ECLI:NL:RBSGR:2012:BY7136
Rechtbank 's-Gravenhage
- Eerste aanleg - enkelvoudig
- Rechtspraak.nl
Toewijzing van voeging en afwijzing van tussenkomst in civiele procedure
In deze zaak heeft de Rechtbank 's-Gravenhage op 7 november 2012 uitspraak gedaan in een incident tot voeging en tussenkomst. De eiseres in de hoofdzaak, [A] Beheer B.V., had een putoptie uit een optieovereenkomst met Thieme Beheer B.V. ingeroepen en stelde dat hierdoor een koopovereenkomst tot stand was gekomen. De curator van Thieme Beheer, die in faillissement verkeert, was gedaagd in de hoofdzaak. Riva N.V., die zich als derde partij wilde voegen, heeft een incidentele vordering ingediend tot voeging aan de zijde van de curator en tot tussenkomst in de hoofdzaak.

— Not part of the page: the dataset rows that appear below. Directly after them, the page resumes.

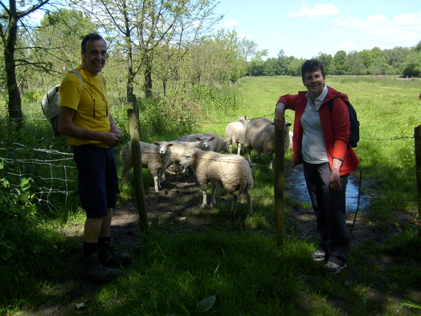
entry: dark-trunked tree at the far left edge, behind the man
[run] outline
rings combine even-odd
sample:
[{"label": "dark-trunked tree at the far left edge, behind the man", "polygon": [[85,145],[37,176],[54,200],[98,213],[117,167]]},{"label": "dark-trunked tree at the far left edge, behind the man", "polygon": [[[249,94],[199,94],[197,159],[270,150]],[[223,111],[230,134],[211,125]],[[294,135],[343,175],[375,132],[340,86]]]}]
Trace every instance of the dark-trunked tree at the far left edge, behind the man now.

De rechtbank heeft de procedure beoordeeld aan de hand van de processuele belangen van de betrokken partijen.
De rechtbank oordeelde dat de processuele positie van Riva beter paste bij voeging dan bij tussenkomst. Dit betekent dat Riva zich aan de zijde van de curator mocht voegen in de hoofdzaak, maar dat de vordering tot tussenkomst werd afgewezen. De rechtbank benadrukte dat bij de beoordeling van een incidentele vordering tot interventie de beoordeling van de rechter van het processuele belang van de derde partij doorslaggevend is. De rechtbank heeft de beslissing over de proceskosten aangehouden tot de einduitspraak in de hoofdzaak.
De uitspraak heeft belangrijke implicaties voor de betrokken partijen, vooral voor Riva, die nu de mogelijkheid heeft om haar belangen in de hoofdzaak te behartigen. De rechtbank heeft de hoofdzaak doorverwezen naar een rolzitting voor verdere behandeling, waarbij de beslissing over de kosten wordt aangehouden tot de einduitspraak.